Binary post-test analysis	`POST /api/v1/results` for binary observed counts	Two-proportion z-test on pooled SE; returns p-value, Wald CI on the difference, observed power, and a verdict at the supplied alpha.
Continuous post-test analysis	`POST /api/v1/results` for continuous observed means/std/n	Welch's t-test with Welch–Satterthwaite degrees of freedom; p-value and confidence interval are both Student-t (not the normal approximation).

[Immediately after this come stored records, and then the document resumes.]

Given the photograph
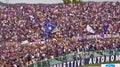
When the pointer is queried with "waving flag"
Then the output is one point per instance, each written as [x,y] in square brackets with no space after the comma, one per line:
[105,28]
[48,27]
[89,29]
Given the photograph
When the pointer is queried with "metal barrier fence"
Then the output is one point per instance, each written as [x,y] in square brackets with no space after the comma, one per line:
[74,56]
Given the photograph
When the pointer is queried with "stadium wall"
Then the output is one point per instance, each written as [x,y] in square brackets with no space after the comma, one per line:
[45,1]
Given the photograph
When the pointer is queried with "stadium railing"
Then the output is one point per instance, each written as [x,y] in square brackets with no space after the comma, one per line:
[73,56]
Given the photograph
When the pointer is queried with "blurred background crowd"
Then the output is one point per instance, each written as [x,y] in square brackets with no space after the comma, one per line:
[24,22]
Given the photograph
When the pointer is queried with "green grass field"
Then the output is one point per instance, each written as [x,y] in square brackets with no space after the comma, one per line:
[99,65]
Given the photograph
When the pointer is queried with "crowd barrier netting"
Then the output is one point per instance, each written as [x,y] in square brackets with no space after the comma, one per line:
[81,58]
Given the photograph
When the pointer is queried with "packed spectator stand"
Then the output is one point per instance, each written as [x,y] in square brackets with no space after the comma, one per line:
[24,22]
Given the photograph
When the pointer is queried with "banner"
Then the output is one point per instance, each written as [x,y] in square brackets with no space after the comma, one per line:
[82,62]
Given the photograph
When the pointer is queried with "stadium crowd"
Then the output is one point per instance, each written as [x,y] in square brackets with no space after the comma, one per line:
[24,22]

Returns observed power as a two-sided expression `(1 − F_t(t_crit − \\|t\\|, df)) + F_t(−t_crit − \\|t\\|, df)`, which equals α at zero observed effect.
Bonferroni correction	Multi-variant plans	Adjusts alpha across treatment-vs-control comparisons so larger variant sets do not silently understate required sample size.
Bayesian precision sizing	`analysis_mode=bayesian` with `desired_precision`	Estimates per-variant sample size needed to hit a target credible-interval half-width.
Group sequential boundaries	`n_looks > 1`	Adds O'Brien-Fleming style boundaries and a sample-size inflation factor for planned interim looks.
SRM check	`POST /api/v1/srm-check` and design warnings	Uses a chi-square imbalance check to flag suspicious traffic allocation.
CUPED adjustment	Continuous metrics with pre-experiment covariates	Reduces the effective standard deviation based on pre-period correlation and shows the resulting sample-size and duration savings.

Practical interpretation¶

Frequentist sizing answers "How much traffic do we need to detect the planned effect?"
Bayesian sizing answers "How much traffic do we need for a precise posterior estimate?"
Sequential planning answers "What changes if we plan interim looks before the end?"
SRM and warning rules answer "Is the setup trustworthy enough to launch or read out?"

Notes on implementation¶

Binary and continuous sizing both treat MDE as a relative uplift over the baseline.
Multi-variant plans apply a conservative Bonferroni adjustment rather than a looser multiple-testing correction.
SRM is flagged when the chi-square p-value drops below 0.001.
CUPED is surfaced as an alternative planning scenario, not as a hidden override of the main result.
The Student-t CDF and quantile used by post-test continuous analysis are implemented in stdlib via the regularized incomplete beta (app/backend/app/stats/student_t.py) — there is no scipy runtime dependency. Accuracy vs scipy.stats.t is tracked in unit tests at ≤ 1e-7 for CDF and ≤ 1e-6 for the quantile.